Dear All and Timesys
First of all sorry for long message.
Regarding U-boot clock init routine. Perhaps there is some MCU on the Earth, which works well clocked by unstable clock, but as a general rule in order to prevent runaways, MCU clock switching should be done only from stable clock to stable clock. Once PLL is set up and going to stabilize and lock, there must be some delay waiting for PLL lock, switch to PLL clock should happen only after locked. clock_init() in vf610twr.c looks suspicious.

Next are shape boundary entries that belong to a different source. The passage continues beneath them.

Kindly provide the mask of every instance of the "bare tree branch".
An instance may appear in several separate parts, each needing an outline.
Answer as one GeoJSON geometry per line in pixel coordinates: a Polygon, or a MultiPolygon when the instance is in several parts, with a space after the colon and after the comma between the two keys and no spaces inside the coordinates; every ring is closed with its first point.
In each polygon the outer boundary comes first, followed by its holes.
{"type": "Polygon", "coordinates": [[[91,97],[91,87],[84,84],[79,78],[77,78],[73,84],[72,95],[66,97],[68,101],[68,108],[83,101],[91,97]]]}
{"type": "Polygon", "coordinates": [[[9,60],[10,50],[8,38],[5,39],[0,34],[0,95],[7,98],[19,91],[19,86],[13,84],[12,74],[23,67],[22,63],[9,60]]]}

I'm also using Timesys gcc toolchain 4.8.3. I had a hope that your newly compiled u-boot.nand will work on my Tower. Unfortunately or fortunately it doesn't. I tried flashing it twice and nand dump'ing around to verify if it really went to flash and FCB is there at offset 0. Your new U-boot.nand doesn't give any signs of life. But your old u-boot.nand (www.timesys.com/vybrid/u-boot-nand.bin, compile date May 08 2014 - 11:56:21, filesize 253488) works well! Do you know gcc version, working u-boot was compiled with? Perhaps there's also Tower card difference? My Vybrid card is labeled SCH-27442 REV G1 and 700-27422 REV J. U-boot claims Vybrid family revision is 1.1.
Day ago I also tried zero padding u-boot.imx, that came with my most recent copy of Timesys SDK. It doesn't boot as well from nand. I remember some older u-boot.imx padded with zeros was booting fine from nand, but it was just complaining about missing SD card.
I was able to build working image. But something still is wrong. First thing I tried was changing optimization level in config.mk file. Please find there OPTFLAGS = setting. Changing it from -Os to anything else like -O3 or -O2 or -Os -Og led to advice to use -fPIC option:
armv7l-timesys-linux-gnueabi-ld.bfd: arch/arm/cpu/armv7/libarmv7.o: relocation R_ARM_MOVW_ABS_NC against `a local symbol' can not be used when making a shared object; recompile with -fPIC
arch/arm/cpu/armv7/libarmv7.o: error adding symbols: Bad value
make: *** [u-boot] Error 1
So I tried adding -fPIC. Image builds with -fPIC. With original clock_init(), DS-5 debug stops at BKPR instruction somewhere in DDR RAM, some boot time strings are printed to UART. With modified clock_init() it even works, and I'm able to boot kernel and use root FS in NAND. The only problem I see is that target resets when I enter "boot" at U-boots command prompt. Strange thing is that after U-boot resets, also at power on reset, U-boot is able to autoboot... If it matters, bootcmd is set to 'nand read 0x80010000 0x100000 0x300000; bootm 0x80010000'
So what do you think, is it toolchain 4.8.3 issue?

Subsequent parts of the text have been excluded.